Wednesday, December 06, 2006

Graduate Students and Service

There has been a flurry of discussion on academic blogs these past few days about the subject of academic meetings: how burdensome are they actually for faculty? How does one run a good meeting? How much does service count for tenure? Why do some faculty end up with more meetings than others? And so on.

I haven't yet seen any graduate students chime in on this, so I thought I would add my two cents. We all know that most doctoral programs do a much better job of training the research, rather than the teaching, side of being an academic. Yet, from what I gather from this discussion and from my own professors' whining, service seems to make up a huge part of the daily life of being an academic. But that is one skill that is almost completely absent from our training. When does a graduate student learn how to behave at a meeting? To write a report? To lead a meeting? And probably most importantly, when do we learn how to juggle these three simultaneous academic roles, rather than just the two we juggle now?

In my program, we have a few opportunities for graduate students to develop service skills. There is a student representative to the faculty who "gets" to sit in on faculty meetings every two weeks. There is a small group of 2-3 grad students who administer a visiting speaker series. A few brave students have volunteered to serve on university-wide committees, or have taken leadership roles in our TA union. (Don't forget to vote to authorize strikes this week, kids!) And probably most significantly, our department sponsors an online journal, completely run by graduate students. This last opportunity is probably the closest experience to actually being an academic in a functioning department. We have weekly meetings, there are tasks to be accomplished outside of those meetings, and there are opportunities for leadership. I'm currently one of the editors of the journal, and although sometimes the whole thing seems awfully silly and amateur, it's easy to remind myself that learning to keep a meeting on track (I find Dean Dad's advice very useful), to delegate responsibilities, and to be a responsible adult about the whole thing are all skills I need to develop if I want to have a happy academic life.

But doing any of these service tasks, as a graduate student, requires a fair amount of initiative. It's certainly not a requirement of the program, and although there is some mild pressure to help the department out when things need doing, it's hard to fault people for not volunteering to spend their busy time doing often-pointless work. I don't really want my program to require service for graduate students, 'cause that seems like it could be a disaster.

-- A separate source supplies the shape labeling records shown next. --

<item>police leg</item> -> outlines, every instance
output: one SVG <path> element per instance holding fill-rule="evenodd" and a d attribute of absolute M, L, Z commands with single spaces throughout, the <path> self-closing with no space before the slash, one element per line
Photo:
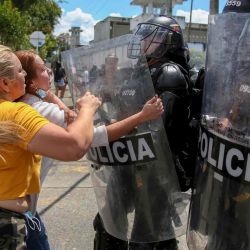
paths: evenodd
<path fill-rule="evenodd" d="M 177 240 L 165 240 L 155 244 L 154 250 L 178 250 Z"/>
<path fill-rule="evenodd" d="M 94 250 L 127 250 L 126 241 L 117 239 L 106 232 L 99 214 L 93 222 L 95 233 Z"/>

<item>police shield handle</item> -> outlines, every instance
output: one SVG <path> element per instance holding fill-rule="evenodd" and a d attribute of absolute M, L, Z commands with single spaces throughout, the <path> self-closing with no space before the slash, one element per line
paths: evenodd
<path fill-rule="evenodd" d="M 162 100 L 156 95 L 143 106 L 140 112 L 142 122 L 158 119 L 163 112 Z"/>
<path fill-rule="evenodd" d="M 79 98 L 76 102 L 76 108 L 78 110 L 90 110 L 95 114 L 96 110 L 101 106 L 101 100 L 92 95 L 89 91 L 87 91 L 81 98 Z"/>

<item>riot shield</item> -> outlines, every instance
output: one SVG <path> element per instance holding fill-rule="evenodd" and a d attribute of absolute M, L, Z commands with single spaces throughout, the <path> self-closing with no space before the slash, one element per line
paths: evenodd
<path fill-rule="evenodd" d="M 250 249 L 250 14 L 210 17 L 189 249 Z"/>
<path fill-rule="evenodd" d="M 78 53 L 98 67 L 89 86 L 103 100 L 96 126 L 135 114 L 155 94 L 146 59 L 128 59 L 128 43 L 115 41 Z M 64 53 L 65 61 L 70 53 Z M 80 64 L 76 55 L 72 62 Z M 185 233 L 188 200 L 180 192 L 161 119 L 144 123 L 107 146 L 91 148 L 87 158 L 109 234 L 131 242 L 158 242 Z"/>

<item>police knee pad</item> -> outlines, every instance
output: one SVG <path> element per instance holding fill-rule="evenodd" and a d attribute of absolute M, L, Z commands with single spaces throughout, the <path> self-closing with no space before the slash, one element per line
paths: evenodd
<path fill-rule="evenodd" d="M 96 231 L 94 250 L 127 250 L 126 241 L 117 239 L 106 232 L 99 214 L 96 215 L 93 226 Z"/>

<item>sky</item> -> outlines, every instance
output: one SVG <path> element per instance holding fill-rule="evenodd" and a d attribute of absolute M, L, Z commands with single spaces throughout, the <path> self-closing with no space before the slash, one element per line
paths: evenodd
<path fill-rule="evenodd" d="M 132 0 L 66 0 L 60 4 L 63 14 L 55 27 L 54 34 L 66 33 L 72 26 L 79 26 L 81 43 L 87 44 L 94 38 L 94 25 L 108 16 L 134 17 L 142 13 L 142 8 L 130 5 Z M 219 0 L 219 12 L 226 0 Z M 176 5 L 173 15 L 185 16 L 189 21 L 191 0 Z M 193 0 L 192 22 L 207 23 L 209 0 Z"/>

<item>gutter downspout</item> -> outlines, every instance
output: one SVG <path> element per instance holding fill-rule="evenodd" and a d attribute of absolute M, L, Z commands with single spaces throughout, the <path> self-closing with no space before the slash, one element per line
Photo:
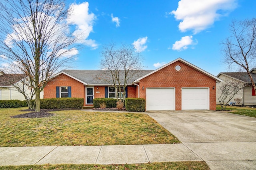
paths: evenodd
<path fill-rule="evenodd" d="M 135 85 L 135 86 L 138 86 L 138 98 L 140 98 L 140 85 L 138 85 L 138 84 L 136 84 L 135 82 L 133 82 L 133 84 L 134 85 Z"/>

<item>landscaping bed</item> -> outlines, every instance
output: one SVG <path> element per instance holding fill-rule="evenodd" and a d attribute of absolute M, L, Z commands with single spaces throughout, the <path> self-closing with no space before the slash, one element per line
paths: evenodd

But it is something I think we grad students need to keep in mind--come real life, we're going to be thrust into the world of service, and that's something we need to prepare for as much as research and teaching.


Doug Gentry said...

I've had my share of business and faculty meetings and share the frustrations of poorly managed meetings and marvel at the exceptions. I don't believe you can teach "good academic service" in a graduate program directly, but there are steps that both the department and the aspiring faculty member can take.

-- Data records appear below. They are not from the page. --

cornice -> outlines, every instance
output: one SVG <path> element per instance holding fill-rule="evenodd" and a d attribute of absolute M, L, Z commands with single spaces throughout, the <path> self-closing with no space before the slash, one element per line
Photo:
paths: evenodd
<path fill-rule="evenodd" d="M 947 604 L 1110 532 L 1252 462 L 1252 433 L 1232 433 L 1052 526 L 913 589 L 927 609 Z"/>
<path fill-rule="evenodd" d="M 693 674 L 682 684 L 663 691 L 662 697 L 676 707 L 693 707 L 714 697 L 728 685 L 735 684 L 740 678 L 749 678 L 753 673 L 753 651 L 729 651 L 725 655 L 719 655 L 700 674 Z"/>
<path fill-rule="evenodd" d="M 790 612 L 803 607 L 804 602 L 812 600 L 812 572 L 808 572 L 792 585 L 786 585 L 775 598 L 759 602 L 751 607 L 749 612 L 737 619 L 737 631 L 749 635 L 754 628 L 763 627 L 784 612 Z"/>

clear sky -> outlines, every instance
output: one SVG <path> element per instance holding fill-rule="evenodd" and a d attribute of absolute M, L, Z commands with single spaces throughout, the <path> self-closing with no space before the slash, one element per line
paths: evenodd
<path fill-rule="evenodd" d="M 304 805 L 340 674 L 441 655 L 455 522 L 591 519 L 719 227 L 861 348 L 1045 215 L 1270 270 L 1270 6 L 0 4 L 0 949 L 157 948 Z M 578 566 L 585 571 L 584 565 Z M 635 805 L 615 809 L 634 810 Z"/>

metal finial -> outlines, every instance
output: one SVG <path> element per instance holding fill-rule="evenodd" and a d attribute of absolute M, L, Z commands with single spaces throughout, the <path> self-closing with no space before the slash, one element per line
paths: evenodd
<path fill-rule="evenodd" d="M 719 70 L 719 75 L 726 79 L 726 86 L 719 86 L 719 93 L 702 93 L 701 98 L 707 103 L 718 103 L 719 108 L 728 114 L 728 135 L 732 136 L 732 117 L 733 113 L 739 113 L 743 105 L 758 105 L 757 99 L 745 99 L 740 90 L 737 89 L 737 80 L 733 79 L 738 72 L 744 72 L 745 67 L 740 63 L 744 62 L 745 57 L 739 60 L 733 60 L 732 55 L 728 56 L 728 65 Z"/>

First, and most important, is for good meeting management to be modeled in the department. All the things that Dean Dad lists are on target. I'd add my favorite tip - which is to schedule the length of the meeting to be a bit tight. If everyone is used to two hour meetings, change this to 90 minutes. How many times have we been in meetings where the, generally useless, chatter fills up the available time. If there is a sense from the meeting leader and participants that we have to push on in order to finish in 90 minutes, the work still gets done, but the chatter is minimized.

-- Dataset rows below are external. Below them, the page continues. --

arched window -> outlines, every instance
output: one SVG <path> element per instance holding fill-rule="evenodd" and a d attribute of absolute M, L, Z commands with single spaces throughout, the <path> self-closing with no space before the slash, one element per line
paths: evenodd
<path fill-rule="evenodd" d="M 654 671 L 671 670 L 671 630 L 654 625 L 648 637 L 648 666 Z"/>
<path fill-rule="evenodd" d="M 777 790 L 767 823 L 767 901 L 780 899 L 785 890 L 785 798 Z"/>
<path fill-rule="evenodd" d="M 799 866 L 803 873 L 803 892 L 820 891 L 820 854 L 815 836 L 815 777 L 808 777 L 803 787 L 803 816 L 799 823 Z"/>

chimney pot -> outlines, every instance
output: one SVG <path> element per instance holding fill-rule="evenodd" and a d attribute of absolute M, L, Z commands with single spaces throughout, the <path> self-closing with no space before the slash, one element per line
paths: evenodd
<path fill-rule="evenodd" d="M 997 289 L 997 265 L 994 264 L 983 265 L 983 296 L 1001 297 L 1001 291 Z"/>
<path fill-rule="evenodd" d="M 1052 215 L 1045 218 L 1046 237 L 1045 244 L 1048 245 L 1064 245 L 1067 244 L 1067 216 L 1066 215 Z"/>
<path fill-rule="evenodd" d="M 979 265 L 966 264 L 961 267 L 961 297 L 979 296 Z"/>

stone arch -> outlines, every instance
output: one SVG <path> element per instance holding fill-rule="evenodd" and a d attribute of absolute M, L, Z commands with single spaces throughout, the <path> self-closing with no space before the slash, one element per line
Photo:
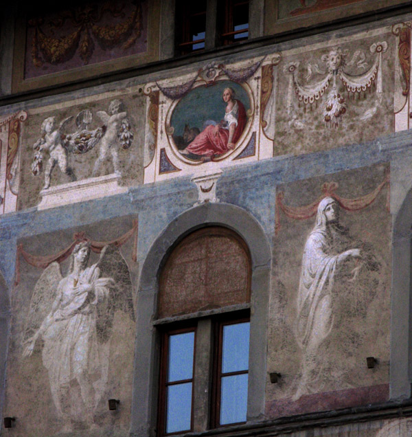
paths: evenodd
<path fill-rule="evenodd" d="M 243 238 L 250 251 L 252 316 L 248 419 L 264 414 L 266 372 L 267 320 L 271 253 L 264 232 L 245 210 L 227 203 L 205 203 L 174 218 L 152 245 L 144 262 L 139 284 L 135 377 L 132 403 L 132 435 L 149 436 L 155 423 L 157 384 L 156 333 L 152 324 L 155 313 L 159 276 L 170 251 L 189 233 L 207 225 L 228 227 Z"/>
<path fill-rule="evenodd" d="M 405 196 L 393 223 L 390 399 L 400 401 L 410 397 L 412 380 L 412 189 Z"/>

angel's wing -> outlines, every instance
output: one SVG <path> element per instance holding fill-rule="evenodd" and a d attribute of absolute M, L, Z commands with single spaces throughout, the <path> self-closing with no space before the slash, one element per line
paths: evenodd
<path fill-rule="evenodd" d="M 62 279 L 58 262 L 52 262 L 38 278 L 30 301 L 29 314 L 24 328 L 23 341 L 32 337 L 52 310 L 57 287 Z"/>
<path fill-rule="evenodd" d="M 102 278 L 112 278 L 115 281 L 115 285 L 110 287 L 108 299 L 98 306 L 98 339 L 105 343 L 111 336 L 115 311 L 120 310 L 135 321 L 132 281 L 126 260 L 114 246 L 103 249 L 98 266 Z"/>
<path fill-rule="evenodd" d="M 98 117 L 104 124 L 107 124 L 107 123 L 108 123 L 110 115 L 105 111 L 98 111 Z"/>
<path fill-rule="evenodd" d="M 62 132 L 62 130 L 65 128 L 65 127 L 66 126 L 67 124 L 69 124 L 69 123 L 74 118 L 74 117 L 73 115 L 71 115 L 70 117 L 67 117 L 67 118 L 65 118 L 64 120 L 62 120 L 60 124 L 58 125 L 58 131 L 59 132 Z"/>

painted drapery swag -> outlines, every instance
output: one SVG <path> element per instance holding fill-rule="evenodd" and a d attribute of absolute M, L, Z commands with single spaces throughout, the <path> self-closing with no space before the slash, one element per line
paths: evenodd
<path fill-rule="evenodd" d="M 23 245 L 17 246 L 16 255 L 16 278 L 15 284 L 20 282 L 20 257 L 22 256 L 25 261 L 38 269 L 45 269 L 54 262 L 62 262 L 73 251 L 75 246 L 82 241 L 87 241 L 90 243 L 91 249 L 95 254 L 100 254 L 105 246 L 113 245 L 119 247 L 128 241 L 130 238 L 134 238 L 132 259 L 136 261 L 137 259 L 137 232 L 139 224 L 137 220 L 133 220 L 132 227 L 123 235 L 110 241 L 94 241 L 89 238 L 84 232 L 78 232 L 73 236 L 73 243 L 60 251 L 54 255 L 41 256 L 33 255 L 24 250 Z"/>
<path fill-rule="evenodd" d="M 284 203 L 284 193 L 279 192 L 276 195 L 276 213 L 275 233 L 277 235 L 281 229 L 280 211 L 294 220 L 306 220 L 313 217 L 317 213 L 319 202 L 327 197 L 333 197 L 336 201 L 344 210 L 347 211 L 359 211 L 369 206 L 376 199 L 378 194 L 382 191 L 385 186 L 388 186 L 387 197 L 387 209 L 389 210 L 389 186 L 390 184 L 390 175 L 389 172 L 385 175 L 384 180 L 371 192 L 357 197 L 356 199 L 345 199 L 336 194 L 336 190 L 339 188 L 339 184 L 336 182 L 325 182 L 321 187 L 322 194 L 314 202 L 309 205 L 303 206 L 288 206 Z"/>

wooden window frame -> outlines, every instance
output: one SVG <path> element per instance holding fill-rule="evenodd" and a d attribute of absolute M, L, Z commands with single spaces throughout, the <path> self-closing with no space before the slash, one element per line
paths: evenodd
<path fill-rule="evenodd" d="M 179 324 L 179 327 L 174 325 L 173 327 L 165 326 L 162 328 L 161 332 L 161 354 L 160 354 L 160 368 L 159 378 L 159 401 L 158 401 L 158 414 L 157 414 L 157 435 L 159 437 L 167 436 L 177 436 L 179 434 L 185 434 L 193 431 L 193 402 L 194 393 L 194 372 L 196 370 L 196 330 L 197 326 L 196 323 L 191 322 L 190 324 L 185 324 L 185 326 L 182 326 Z M 168 383 L 168 370 L 169 363 L 169 339 L 172 335 L 178 334 L 183 334 L 186 333 L 194 333 L 194 348 L 193 348 L 193 370 L 192 372 L 192 379 L 187 380 L 181 380 L 173 381 L 173 383 Z M 168 387 L 179 383 L 184 383 L 192 382 L 192 404 L 190 414 L 190 429 L 185 429 L 183 431 L 167 433 L 166 432 L 166 419 L 167 411 L 166 404 L 168 401 L 167 391 Z"/>
<path fill-rule="evenodd" d="M 211 357 L 209 360 L 209 366 L 207 368 L 200 368 L 196 362 L 196 356 L 198 350 L 198 324 L 201 320 L 209 320 L 211 321 L 210 326 L 210 341 Z M 209 375 L 209 384 L 207 392 L 205 392 L 205 399 L 209 403 L 209 413 L 207 418 L 207 429 L 212 429 L 216 428 L 224 428 L 226 427 L 233 426 L 233 425 L 242 425 L 246 422 L 236 422 L 233 423 L 228 423 L 226 425 L 220 424 L 220 390 L 221 380 L 224 376 L 231 376 L 232 374 L 249 374 L 249 368 L 244 371 L 239 371 L 230 372 L 228 374 L 222 374 L 222 333 L 223 327 L 227 325 L 236 324 L 239 323 L 249 322 L 250 323 L 250 311 L 240 310 L 233 313 L 223 313 L 218 315 L 213 315 L 209 317 L 202 318 L 194 318 L 184 322 L 179 322 L 170 323 L 166 325 L 159 326 L 160 329 L 161 336 L 161 354 L 160 354 L 160 366 L 159 366 L 159 399 L 158 399 L 158 418 L 157 418 L 157 436 L 159 437 L 168 437 L 172 436 L 179 436 L 187 432 L 193 432 L 196 431 L 194 429 L 194 396 L 196 388 L 198 381 L 196 375 L 200 372 L 207 372 Z M 166 405 L 167 405 L 167 388 L 169 385 L 167 383 L 168 370 L 168 346 L 169 337 L 179 333 L 185 333 L 188 332 L 194 332 L 194 359 L 193 359 L 193 373 L 191 380 L 182 380 L 176 381 L 177 383 L 183 383 L 183 382 L 192 382 L 192 413 L 191 413 L 191 427 L 190 429 L 185 429 L 184 431 L 176 432 L 173 433 L 166 433 Z M 249 336 L 249 347 L 250 347 L 250 336 Z M 249 366 L 250 367 L 250 366 Z M 210 393 L 210 396 L 209 394 Z"/>
<path fill-rule="evenodd" d="M 220 428 L 225 427 L 230 427 L 233 425 L 242 425 L 246 423 L 244 422 L 235 422 L 233 423 L 227 423 L 220 425 L 220 393 L 222 389 L 222 378 L 226 376 L 234 376 L 236 374 L 248 374 L 249 372 L 249 366 L 247 370 L 240 370 L 238 372 L 231 372 L 222 373 L 222 359 L 223 355 L 223 327 L 228 325 L 234 325 L 240 323 L 249 322 L 250 324 L 250 316 L 247 317 L 243 314 L 241 317 L 239 315 L 231 315 L 230 317 L 220 317 L 214 324 L 215 335 L 214 337 L 216 339 L 214 341 L 214 360 L 212 370 L 212 390 L 211 390 L 211 410 L 210 416 L 211 428 Z M 236 317 L 237 315 L 237 317 Z M 250 335 L 249 335 L 249 349 L 250 349 Z"/>
<path fill-rule="evenodd" d="M 194 41 L 190 32 L 190 20 L 193 16 L 205 15 L 205 34 L 206 34 L 206 20 L 207 16 L 207 0 L 205 1 L 205 9 L 204 11 L 191 14 L 190 10 L 183 4 L 183 1 L 176 0 L 175 8 L 176 29 L 179 30 L 175 34 L 175 47 L 176 55 L 189 54 L 196 53 L 205 49 L 205 47 L 193 49 L 195 44 L 204 43 L 206 45 L 205 37 L 202 39 Z M 192 46 L 192 48 L 190 47 Z"/>
<path fill-rule="evenodd" d="M 249 19 L 247 29 L 241 29 L 240 30 L 233 30 L 234 8 L 235 6 L 242 5 L 244 4 L 249 5 L 249 8 L 250 8 L 250 1 L 249 0 L 225 0 L 224 13 L 222 14 L 223 21 L 220 21 L 220 25 L 218 26 L 220 28 L 221 30 L 221 32 L 219 33 L 219 39 L 221 45 L 229 45 L 229 44 L 234 44 L 236 43 L 249 39 L 249 33 L 250 32 Z M 219 13 L 218 12 L 218 14 Z M 233 37 L 235 35 L 242 34 L 245 32 L 248 32 L 247 37 L 242 38 L 239 40 L 235 40 L 234 38 L 232 38 L 232 37 Z"/>

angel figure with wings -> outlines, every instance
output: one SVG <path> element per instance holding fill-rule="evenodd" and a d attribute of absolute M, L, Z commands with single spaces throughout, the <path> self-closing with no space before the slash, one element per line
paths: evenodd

Then it seems to be in the department's best interests to selectively develop service opportunities and expectations of its graduate students - not as a form a hazing, but to take advantage of colleagues who are a step closer to the perspective of the department's undergraduate students.

It is also to the advantage of the graduate student "cadre" to seek carefully identified service opportunities, so they can have their voice be heard.

Every now and then I join some task force or committee and everything just clicks. We're efficient, respectful of each other's opinions, and we complete our homework assignments on time. It's a pleasure to go to those meetings, and not surprisingly our work product is better.

~profgrrrrl~ said...

We actually provide service opportunities in the department and discuss them with our students. It's a regular part of the experience. I don't think it's anything that can be formally taught, but rather faculty must make opportunities available to students (to serve on some of our committees, etc.) and students must take advantage of them.